I have $n_1$ red balls in a box $A$. These balls are numbered from $1, \cdots n_1$. Let make a copy version of box $A$, called box $D$ (It means that the box $D$ will contain $n_1$ red balls from $1, \cdots n_1$).
Throw these balls to a box $B$ with loss probability $p$. Now, we change the color of these balls in the box B to green color.
Throw these balls from box $D$ and $B$ to a box $C$. The loss probability of balls in each box is also $p$. How many balls in box C will have the same number? Thank you so much
The below figure shows a toy example of the question. The balls (4,7) has same number, so the ans. is 2 for the example
The probability that the ball with e.g. number $1$ in box A will reach box B (to get the color green) is $1-p$. On condition that it indeed reaches box B it has a chance of $1-p$ to reach box C (as a green ball).

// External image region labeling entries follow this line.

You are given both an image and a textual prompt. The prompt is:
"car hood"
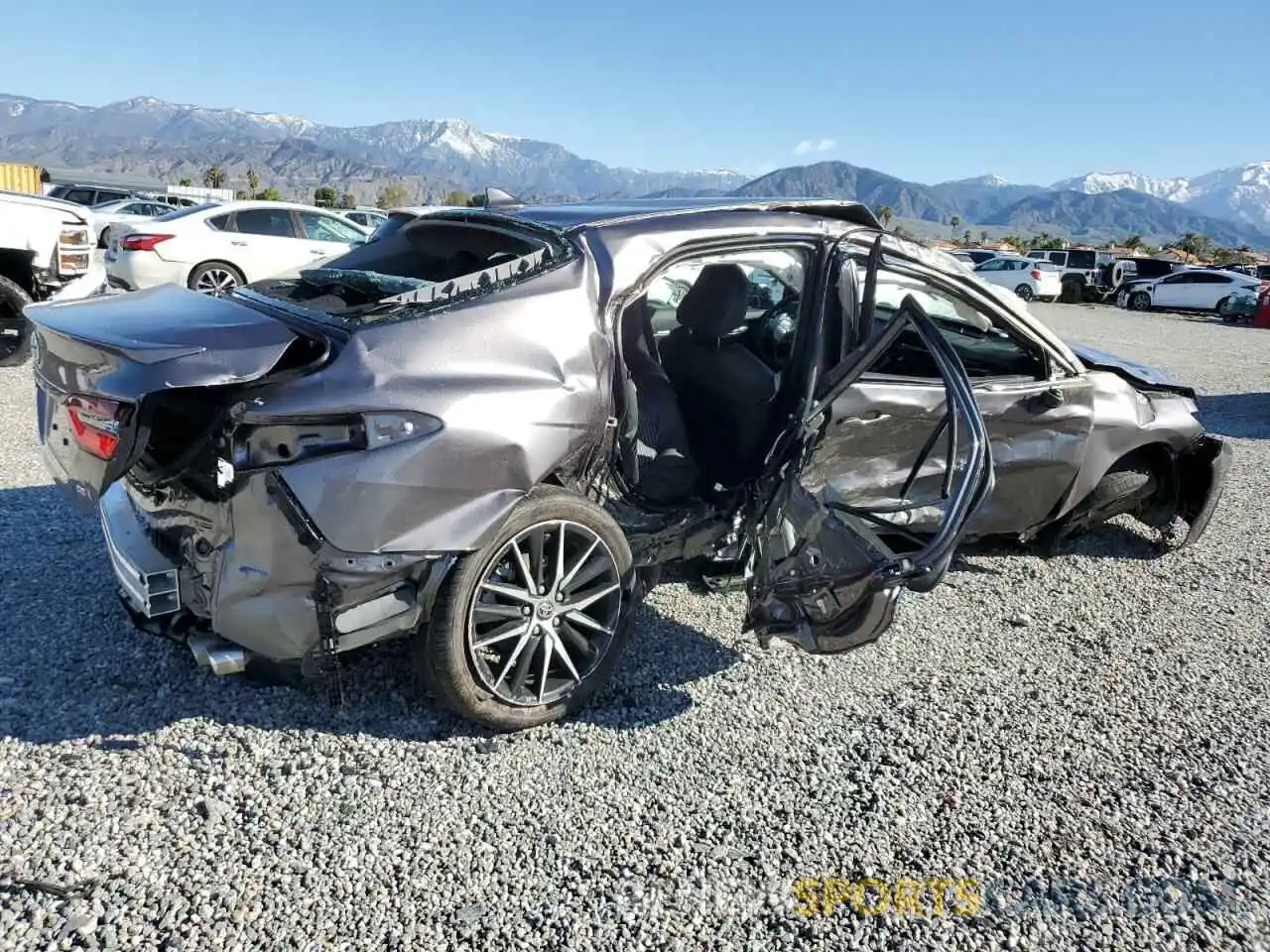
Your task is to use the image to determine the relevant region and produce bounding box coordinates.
[1065,340,1195,400]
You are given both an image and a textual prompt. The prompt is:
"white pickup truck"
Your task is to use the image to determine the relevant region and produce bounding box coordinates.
[0,191,105,367]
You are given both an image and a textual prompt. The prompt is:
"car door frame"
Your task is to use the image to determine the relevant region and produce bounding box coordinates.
[825,236,1093,539]
[220,207,309,283]
[1194,272,1239,311]
[742,232,993,654]
[291,208,369,262]
[1151,271,1195,307]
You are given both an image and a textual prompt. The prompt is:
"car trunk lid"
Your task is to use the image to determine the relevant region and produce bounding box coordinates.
[28,286,330,505]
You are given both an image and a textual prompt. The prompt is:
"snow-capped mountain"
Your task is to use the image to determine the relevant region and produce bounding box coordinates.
[1051,163,1270,227]
[1049,172,1190,202]
[0,95,747,195]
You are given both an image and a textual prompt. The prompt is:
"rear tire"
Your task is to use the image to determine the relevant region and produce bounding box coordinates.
[0,276,32,367]
[187,262,246,296]
[1036,459,1160,556]
[412,486,640,731]
[1080,463,1156,520]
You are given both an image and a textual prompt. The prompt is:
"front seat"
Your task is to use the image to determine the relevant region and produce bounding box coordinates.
[621,296,701,504]
[661,264,780,486]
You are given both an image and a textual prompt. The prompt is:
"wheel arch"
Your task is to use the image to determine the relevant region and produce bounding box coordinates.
[186,258,248,290]
[1063,439,1179,525]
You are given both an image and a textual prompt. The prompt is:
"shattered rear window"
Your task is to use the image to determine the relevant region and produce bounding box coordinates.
[245,216,572,323]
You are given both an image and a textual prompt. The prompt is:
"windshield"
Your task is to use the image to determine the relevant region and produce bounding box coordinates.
[246,216,568,322]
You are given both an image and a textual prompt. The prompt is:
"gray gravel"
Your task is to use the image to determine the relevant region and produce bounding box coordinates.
[0,307,1270,951]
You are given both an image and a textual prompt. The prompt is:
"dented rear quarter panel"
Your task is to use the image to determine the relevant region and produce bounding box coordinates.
[247,258,613,552]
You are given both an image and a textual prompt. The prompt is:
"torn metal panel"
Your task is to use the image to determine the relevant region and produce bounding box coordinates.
[20,199,1229,721]
[239,263,613,552]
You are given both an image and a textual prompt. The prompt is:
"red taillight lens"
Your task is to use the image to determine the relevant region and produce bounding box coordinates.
[119,235,176,251]
[66,394,123,459]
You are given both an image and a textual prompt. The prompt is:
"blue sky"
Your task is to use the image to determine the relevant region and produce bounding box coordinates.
[0,0,1270,184]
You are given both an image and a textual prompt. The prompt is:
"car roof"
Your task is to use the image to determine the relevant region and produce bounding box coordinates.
[489,196,879,231]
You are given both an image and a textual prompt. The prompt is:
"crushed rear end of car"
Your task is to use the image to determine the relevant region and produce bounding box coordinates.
[31,219,603,686]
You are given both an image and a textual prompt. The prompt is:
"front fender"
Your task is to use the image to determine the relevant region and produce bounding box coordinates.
[1054,371,1204,520]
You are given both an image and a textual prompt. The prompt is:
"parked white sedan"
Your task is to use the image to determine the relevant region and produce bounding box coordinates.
[105,202,367,295]
[974,255,1063,300]
[1116,268,1261,311]
[92,198,172,248]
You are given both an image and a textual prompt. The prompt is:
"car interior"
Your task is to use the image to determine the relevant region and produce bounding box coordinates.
[621,251,1048,505]
[839,262,1048,381]
[253,218,550,317]
[620,250,806,505]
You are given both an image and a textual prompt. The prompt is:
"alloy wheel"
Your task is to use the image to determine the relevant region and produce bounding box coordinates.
[467,521,622,707]
[194,268,237,295]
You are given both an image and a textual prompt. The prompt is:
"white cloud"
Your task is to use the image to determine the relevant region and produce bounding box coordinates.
[794,139,837,155]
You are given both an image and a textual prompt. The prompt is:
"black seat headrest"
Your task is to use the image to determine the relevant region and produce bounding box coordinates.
[675,264,749,337]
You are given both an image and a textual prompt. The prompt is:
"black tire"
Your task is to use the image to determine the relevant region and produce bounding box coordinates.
[187,262,246,295]
[1082,463,1156,520]
[412,486,640,731]
[0,276,31,367]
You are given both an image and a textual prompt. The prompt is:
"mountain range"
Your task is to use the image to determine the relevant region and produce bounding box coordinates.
[0,94,1270,248]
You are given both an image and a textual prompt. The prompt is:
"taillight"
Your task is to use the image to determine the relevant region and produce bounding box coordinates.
[119,235,176,251]
[66,394,124,459]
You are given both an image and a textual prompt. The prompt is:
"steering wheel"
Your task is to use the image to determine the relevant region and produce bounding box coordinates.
[752,296,799,371]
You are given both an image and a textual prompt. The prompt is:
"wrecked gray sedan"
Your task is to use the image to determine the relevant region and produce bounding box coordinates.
[20,200,1229,729]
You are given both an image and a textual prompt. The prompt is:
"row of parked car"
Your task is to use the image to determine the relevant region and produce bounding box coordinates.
[0,191,1230,730]
[952,249,1270,313]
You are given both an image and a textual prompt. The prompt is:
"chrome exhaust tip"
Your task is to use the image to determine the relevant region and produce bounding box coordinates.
[186,635,250,675]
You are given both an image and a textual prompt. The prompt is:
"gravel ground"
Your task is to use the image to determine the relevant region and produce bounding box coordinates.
[0,307,1270,952]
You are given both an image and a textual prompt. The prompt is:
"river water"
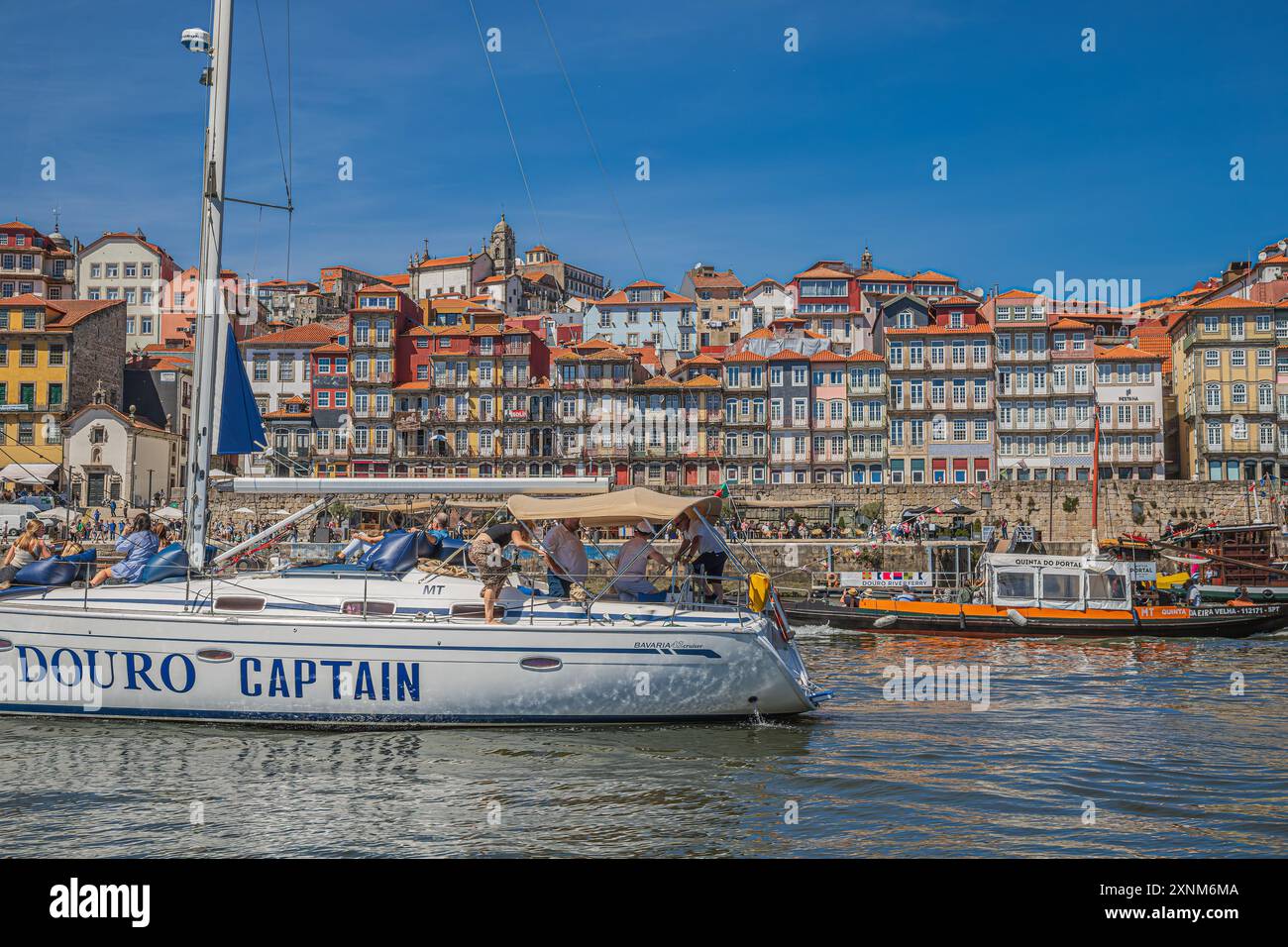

Then the unconditional probability that a green ball with number $1$ will be present in box C is $(1-p)^2$.
The probability that the ball with number $1$ in box D will reach box C (as a red ball) is $1-p$. On base of independence we conclude that the probability that box C will eventually contain a red and a green ball with number $1$ is $(1-p)^3$.
Then we end up with expectation $n_1(1-p)^3$ for the number of pairs of balls in box C that have an equal number.